Keeping the training data closed means it's not truly open.
simonw•10h ago
Obviously the biggest example here is all of that training data which was scraped from the public web (or worse) and cannot be relicensed because the model producers do not have permission to relicense it.
There are other factors too though. A big one is things like health data - if you train a model that can e.g. visually detect cancer cells you want to be able to release that model without having to release the private health scans that it was trained on.

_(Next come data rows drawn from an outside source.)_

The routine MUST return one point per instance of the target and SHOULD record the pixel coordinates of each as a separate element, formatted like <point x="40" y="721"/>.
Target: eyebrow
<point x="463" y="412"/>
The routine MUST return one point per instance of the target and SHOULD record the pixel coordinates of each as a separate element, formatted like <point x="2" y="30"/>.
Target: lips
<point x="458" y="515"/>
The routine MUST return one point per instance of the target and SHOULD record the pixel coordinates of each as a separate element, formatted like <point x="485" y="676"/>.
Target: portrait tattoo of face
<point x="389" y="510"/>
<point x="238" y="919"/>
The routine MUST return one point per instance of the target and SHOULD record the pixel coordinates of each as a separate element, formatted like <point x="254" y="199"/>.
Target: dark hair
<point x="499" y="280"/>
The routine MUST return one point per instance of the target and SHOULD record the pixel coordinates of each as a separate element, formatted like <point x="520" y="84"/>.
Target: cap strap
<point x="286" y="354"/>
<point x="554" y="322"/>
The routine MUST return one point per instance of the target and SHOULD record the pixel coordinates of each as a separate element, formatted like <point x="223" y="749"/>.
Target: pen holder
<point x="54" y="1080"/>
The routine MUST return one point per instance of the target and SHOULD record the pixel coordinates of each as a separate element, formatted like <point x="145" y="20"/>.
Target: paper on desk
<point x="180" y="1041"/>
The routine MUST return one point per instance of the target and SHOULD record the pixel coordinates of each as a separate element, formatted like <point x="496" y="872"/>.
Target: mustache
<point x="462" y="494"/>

See their FAQ item: Why do you allow the exclusion of some training data? https://opensource.org/ai/faq#why-do-you-allow-the-exclusion...
actionfromafar•8h ago
tbrownaw•9h ago
The actual poor move is trying to fit the term "open source" onto AI models at all, rather than new terms with names that actually match how models are developed.
pxc•6h ago
I think it greatly diminishes the value of the concept and label of open-source. And it's honestly a bit tragic.
tbrownaw•9h ago
Yes. And you're using them wrong.
From the OSD:
< The source code must be the preferred form in which a programmer would modify the program. >
So, what's the preferred way to modify a model? You get the weights and then run fine-tuning with a relatively small amount of data. Which is way cheaper than re-training the entire thing from scratch.
---
The issue is that normal software doesn't have a way to modify the binary artifacts without completely recreating them, and that AI models not only do have that but have a large cost difference. The development lifecycle has nodes that don't exist for normal software.
Which means that really, AI models need their own different terminology that matches that difference. Say, open-weights and open-data or something.
Kinda like how Creative Commons is a thing because software development lifecycle concepts don't map very well to literature or artwork either.